Tabling budget 3.0 in the National Assembly on Wednesday, finance minister Enoch Godongwana told MPs that the National Treasury has found government could achieve “potential savings” to the tune of R37.5bn by improving oversight and introducing changes to spending programmes.
He also indicated that the National Treasury had conducted an expenditure review on more than R300bn of government spending since 2013 to identify waste and inefficiencies.
"Going forward, underperforming programmes will be closed as the 2026 MTEF (Medium‐Term Expenditure Framework) budget process undergoes redesign,” said Godongwana.
“New reforms will target infrastructure planning and implementation across provinces and municipalities. A data-driven approach on detecting payroll irregularities will replace the more costly method of using censuses. These initiatives well cross-reference administrative datasets to identify ghost workers and other anomalies across government departments.”
The spending review was a source of intense discussions between the ANC and the DA at the height of clashes over the two previous budgets that Godongwana unsuccessfully presented to parliament in February and March.
Going forward, underperforming programmes will be closed as the 2026 MTEF (Medium‐Term Expenditure Framework) budget process undergoes redesign
— Enoch Godongwana
The DA, during negotiations for it to lend support to the budget, had demanded that its MP, Ashor Sarupen, who is one of the two deputy finance ministers, be appointed co-chair of the committee it proposed on the spending review.

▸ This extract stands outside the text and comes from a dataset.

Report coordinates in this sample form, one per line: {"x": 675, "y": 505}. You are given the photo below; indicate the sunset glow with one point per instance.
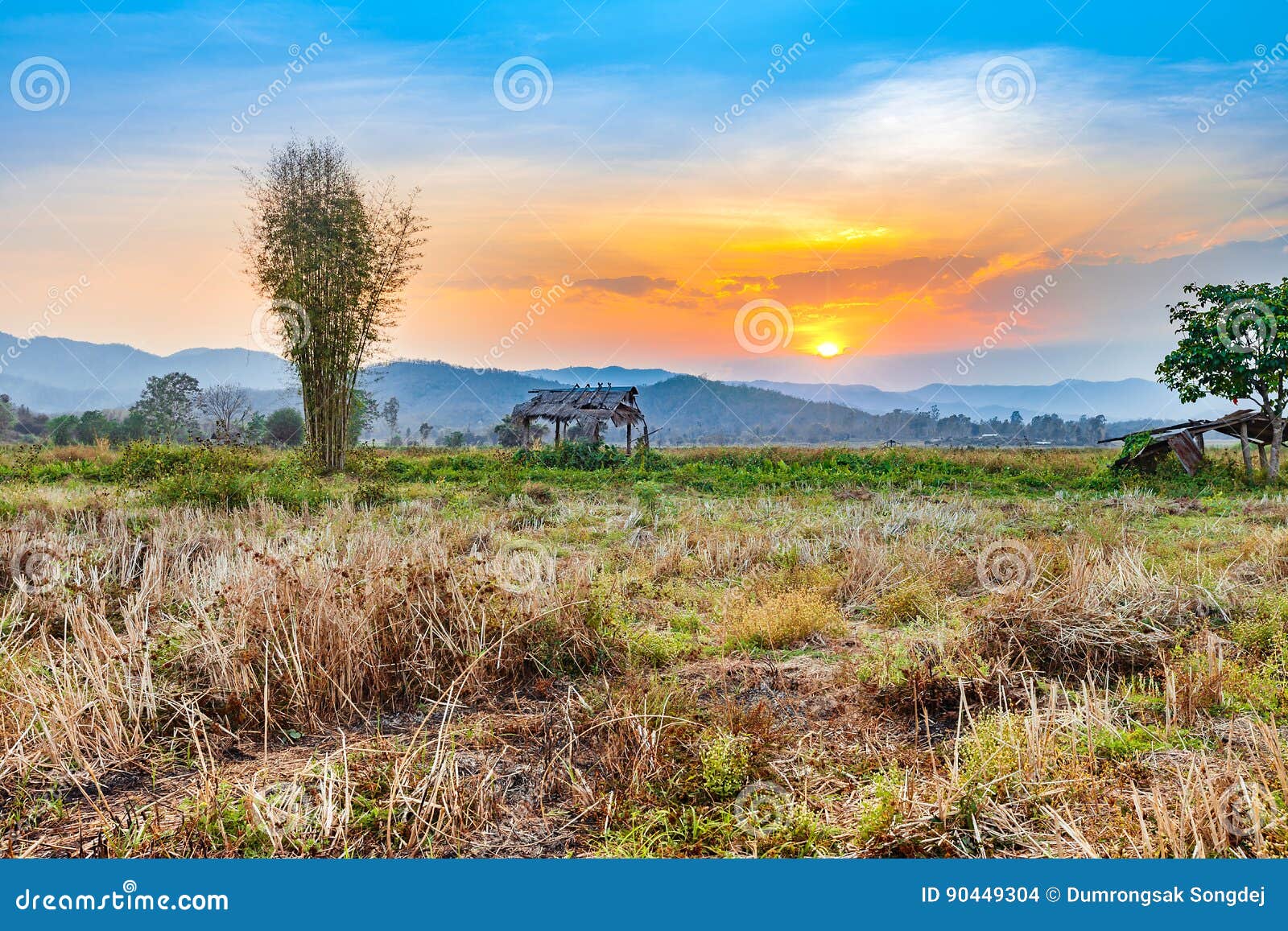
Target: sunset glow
{"x": 877, "y": 191}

With the committee now due to be set up by Ramaphosa, it’s not yet clear who will lead from both the Presidency and the National Treasury.
During a pre-budget briefing on Wednesday, Sarupen ducked questions on the matter, saying all parties would be invited to make submissions to the mooted spending review committee.
Godongwana, in the same pre-budget presentation briefing, indicated that a political party he did not name had already submitted that the spending review could save government up to R100bn by eliminating wastage.
“Sustained political backing, at the highest levels, is needed to overcome departmental resistance and to protect whistleblowers who expose irregularities and wastage. I am happy to say this political backing has already come from President Cyril Ramaphosa, deputy president Paul Mashatile as well as my cabinet colleagues. The president has also undertaken to establish a committee between the Presidency and Treasury to identify wasteful and inefficient and underperforming programmes.
“I call on ministers, MECs, DGs, HoDs and every officials responsible for public funds to embrace these efforts and play their part.”
DA spokesperson on finance Mark Burke said they welcomed the spending review, adding it “must eliminate all unproductive and wasteful spending of public money”.